Confusion about probability of finding a particle The wave representation of a particle is said to be $\psi(x,t)=A\exp\left[i(kx−\omega t)\right]$.
The probability of the particle to be found at position x at time t is calculated to be $\left|\psi\right|^2=\psi \psi^*$ which is $\sqrt{A^2(\cos^2+\sin^2)}$. And since $\cos^2+\sin^2=1$ regardless of position and time, does that means the probability is always $A$? I think I am doing something wrong but I know what!
 A: *

*$\lvert \psi \rvert^2 (x,t)$ is not a probability, it is a probability density which you have to integrate over smoe region of space to get a probability.

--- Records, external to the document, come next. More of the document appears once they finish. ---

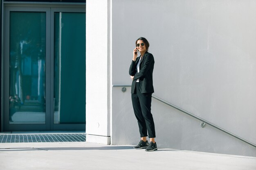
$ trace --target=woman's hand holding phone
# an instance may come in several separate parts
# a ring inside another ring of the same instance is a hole
[[[137,50],[137,48],[136,47],[133,50],[133,57],[132,58],[132,60],[135,61],[136,60],[136,58],[137,58],[137,56],[138,50]]]

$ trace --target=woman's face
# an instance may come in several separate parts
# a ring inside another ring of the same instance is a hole
[[[144,46],[141,46],[141,43],[144,44]],[[139,40],[137,41],[136,44],[139,44],[139,46],[137,47],[137,49],[139,51],[140,53],[145,53],[147,51],[147,48],[146,46],[146,44],[144,43],[143,41]]]

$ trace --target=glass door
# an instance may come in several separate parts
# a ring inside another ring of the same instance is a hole
[[[6,7],[4,131],[85,129],[85,15]]]
[[[85,9],[51,10],[54,61],[53,110],[54,129],[85,128]]]

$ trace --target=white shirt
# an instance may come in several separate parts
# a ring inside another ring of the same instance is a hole
[[[138,71],[138,73],[139,72],[139,65],[140,64],[140,60],[141,59],[141,57],[139,59],[139,62],[138,62],[138,64],[137,64],[137,71]],[[139,78],[138,78],[136,80],[136,82],[139,82]]]

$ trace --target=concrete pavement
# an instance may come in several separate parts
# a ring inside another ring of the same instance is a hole
[[[256,170],[256,157],[86,142],[0,144],[1,170]]]

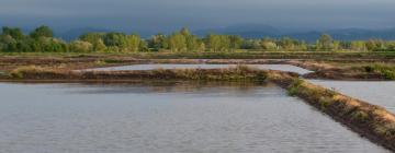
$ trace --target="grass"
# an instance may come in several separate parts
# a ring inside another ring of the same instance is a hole
[[[268,72],[237,66],[226,69],[156,69],[147,71],[67,71],[42,67],[20,67],[8,78],[33,80],[203,80],[203,81],[266,81]]]
[[[287,91],[352,129],[358,129],[357,131],[365,137],[379,140],[384,146],[395,150],[395,116],[384,108],[300,79],[294,79]]]
[[[387,80],[395,80],[395,66],[375,63],[373,66],[363,67],[365,72],[380,73]]]
[[[395,51],[358,52],[358,51],[159,51],[159,52],[0,52],[0,56],[20,57],[133,57],[139,59],[391,59]]]

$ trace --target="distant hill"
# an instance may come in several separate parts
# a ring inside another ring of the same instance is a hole
[[[387,30],[338,28],[338,30],[329,30],[329,31],[285,32],[284,30],[275,28],[269,25],[245,24],[245,25],[234,25],[217,30],[201,30],[195,32],[195,34],[200,36],[204,36],[210,33],[239,35],[245,38],[263,38],[263,37],[281,38],[284,36],[289,36],[292,38],[303,39],[311,43],[318,39],[321,34],[329,34],[335,39],[339,39],[339,40],[365,40],[371,38],[381,38],[387,40],[395,39],[395,28],[387,28]]]
[[[363,30],[363,28],[341,28],[330,31],[315,31],[305,33],[286,34],[296,39],[304,39],[306,42],[314,42],[319,38],[321,34],[329,34],[338,40],[366,40],[372,38],[380,38],[392,40],[395,39],[395,28],[387,30]]]
[[[90,33],[90,32],[114,32],[111,30],[104,28],[94,28],[94,27],[84,27],[84,28],[72,28],[64,33],[59,33],[56,36],[65,40],[71,40],[78,38],[78,36]],[[148,38],[156,32],[150,31],[137,31],[138,34]],[[364,30],[364,28],[336,28],[327,31],[290,31],[283,28],[276,28],[270,25],[264,24],[238,24],[232,25],[223,28],[212,28],[212,30],[199,30],[192,32],[199,36],[205,36],[207,34],[227,34],[227,35],[239,35],[245,38],[281,38],[283,36],[289,36],[296,39],[303,39],[309,43],[315,42],[319,38],[321,34],[329,34],[335,39],[339,40],[365,40],[371,38],[381,38],[386,40],[395,40],[395,28],[386,30]]]
[[[94,27],[82,27],[82,28],[72,28],[69,30],[67,32],[63,32],[59,34],[56,34],[57,37],[63,38],[64,40],[72,40],[78,38],[80,35],[86,34],[86,33],[108,33],[111,32],[110,30],[104,30],[104,28],[94,28]]]

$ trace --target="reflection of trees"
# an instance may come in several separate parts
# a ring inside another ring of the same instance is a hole
[[[248,93],[257,87],[273,86],[263,82],[206,82],[206,81],[147,81],[138,83],[89,83],[84,87],[94,87],[89,93],[193,93],[206,92],[206,89],[223,89],[229,92]],[[208,90],[208,92],[212,90]]]

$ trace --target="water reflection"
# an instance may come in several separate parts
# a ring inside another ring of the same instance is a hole
[[[270,83],[0,83],[0,93],[7,153],[387,152]]]

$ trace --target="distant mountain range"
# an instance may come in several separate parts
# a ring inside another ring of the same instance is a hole
[[[71,40],[78,38],[79,35],[89,33],[89,32],[112,32],[111,30],[104,28],[94,28],[94,27],[83,27],[83,28],[74,28],[60,34],[57,34],[58,37],[65,40]],[[170,33],[170,32],[165,32]],[[211,33],[214,34],[228,34],[228,35],[239,35],[245,38],[281,38],[289,36],[296,39],[303,39],[306,42],[315,42],[319,38],[321,34],[329,34],[335,39],[339,40],[365,40],[371,38],[381,38],[381,39],[394,39],[395,40],[395,28],[386,30],[365,30],[365,28],[336,28],[336,30],[326,30],[326,31],[293,31],[276,28],[269,25],[262,24],[239,24],[232,25],[223,28],[211,28],[211,30],[198,30],[192,32],[195,35],[204,36]],[[140,32],[142,37],[149,37],[154,32]]]

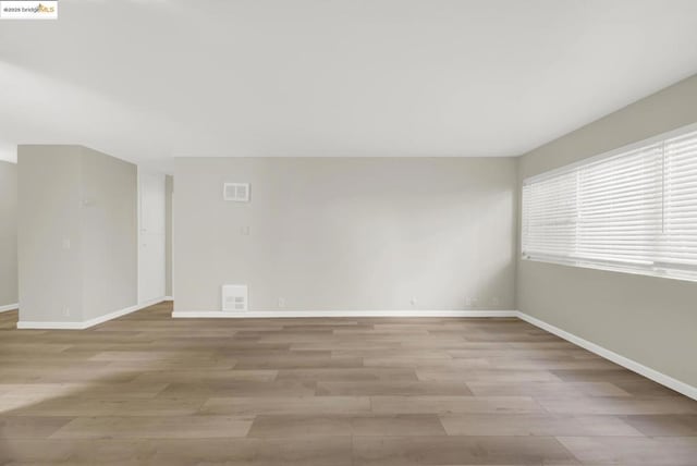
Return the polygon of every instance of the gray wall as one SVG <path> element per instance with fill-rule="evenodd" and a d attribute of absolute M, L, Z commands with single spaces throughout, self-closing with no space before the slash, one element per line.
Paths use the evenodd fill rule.
<path fill-rule="evenodd" d="M 220 310 L 223 283 L 253 310 L 514 308 L 515 159 L 181 158 L 174 180 L 176 310 Z"/>
<path fill-rule="evenodd" d="M 21 321 L 136 304 L 136 167 L 81 146 L 19 146 Z"/>
<path fill-rule="evenodd" d="M 172 296 L 172 194 L 174 180 L 164 176 L 164 295 Z"/>
<path fill-rule="evenodd" d="M 0 160 L 0 306 L 17 303 L 17 165 Z"/>
<path fill-rule="evenodd" d="M 697 76 L 526 154 L 519 159 L 518 182 L 695 122 Z M 517 305 L 697 385 L 697 283 L 519 260 Z"/>
<path fill-rule="evenodd" d="M 83 318 L 137 302 L 136 165 L 81 148 Z"/>

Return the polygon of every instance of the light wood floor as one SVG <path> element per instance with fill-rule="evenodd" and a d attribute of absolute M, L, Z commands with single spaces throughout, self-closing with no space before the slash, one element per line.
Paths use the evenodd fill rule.
<path fill-rule="evenodd" d="M 0 314 L 0 464 L 697 465 L 697 402 L 517 319 Z"/>

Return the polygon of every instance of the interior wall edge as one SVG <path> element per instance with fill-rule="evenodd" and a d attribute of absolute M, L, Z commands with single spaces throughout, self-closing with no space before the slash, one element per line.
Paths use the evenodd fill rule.
<path fill-rule="evenodd" d="M 522 320 L 525 320 L 528 323 L 531 323 L 535 327 L 538 327 L 545 331 L 553 333 L 554 335 L 562 338 L 567 342 L 575 344 L 576 346 L 580 346 L 584 350 L 588 350 L 589 352 L 595 353 L 598 356 L 601 356 L 616 365 L 620 365 L 625 369 L 629 369 L 633 372 L 644 376 L 647 379 L 650 379 L 655 382 L 660 383 L 661 385 L 668 387 L 669 389 L 674 390 L 678 393 L 682 393 L 685 396 L 688 396 L 693 400 L 697 400 L 697 387 L 693 387 L 689 383 L 683 382 L 663 372 L 660 372 L 656 369 L 647 367 L 640 363 L 637 363 L 634 359 L 625 357 L 619 353 L 615 353 L 603 346 L 600 346 L 591 341 L 588 341 L 578 335 L 575 335 L 565 330 L 562 330 L 559 327 L 554 327 L 551 323 L 547 323 L 543 320 L 540 320 L 528 314 L 525 314 L 518 310 L 517 317 Z"/>

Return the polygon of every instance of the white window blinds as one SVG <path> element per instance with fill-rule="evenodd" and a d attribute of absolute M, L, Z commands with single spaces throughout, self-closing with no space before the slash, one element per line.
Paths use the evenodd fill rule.
<path fill-rule="evenodd" d="M 697 280 L 697 132 L 528 179 L 529 259 Z"/>

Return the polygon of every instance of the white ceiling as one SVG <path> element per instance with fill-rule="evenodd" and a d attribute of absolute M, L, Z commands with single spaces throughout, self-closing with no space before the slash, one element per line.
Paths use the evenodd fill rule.
<path fill-rule="evenodd" d="M 697 73 L 695 0 L 60 0 L 0 22 L 0 157 L 517 156 Z"/>

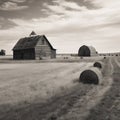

The probability to find the particle in an interval $[a,b]$ is $\int_a^b \lvert \psi(x)\rvert^2\mathrm{d}x$, which is zero for $a=b$, i.e. the probability to find a particle at a point is always zero.

*The plane wave $\psi(x,t) = A\mathrm{e}^{\mathrm{i}(kx-\omega t)}$ is only an admissible quantum state if the particle is confined to a region of space $S$ of finite volume, and then $A = 1/\sqrt{\mathrm{vol}(S)}$ because we want the probability density to be normalized as $\int_S \lvert \psi(x,t)\rvert^2\mathrm{d}x = 1$. If the particle is not confined, the function is not normalized and does not represent an actual quantum state.
A: It is not true that the probability of finding the particle at $x$ is $|\psi|^2$ (think of it as if you have a continuum of possible values, what is the probability of obtaining an specific value?). As it has been pointed out, $|\psi|^2$ can be interpreted as a probability density, so the probability of finding a particle between $x$ and $x + \mathrm dx$ is $|\psi(x)|^2\mathrm dx$. Integrating you can compute that probability for a specific interval.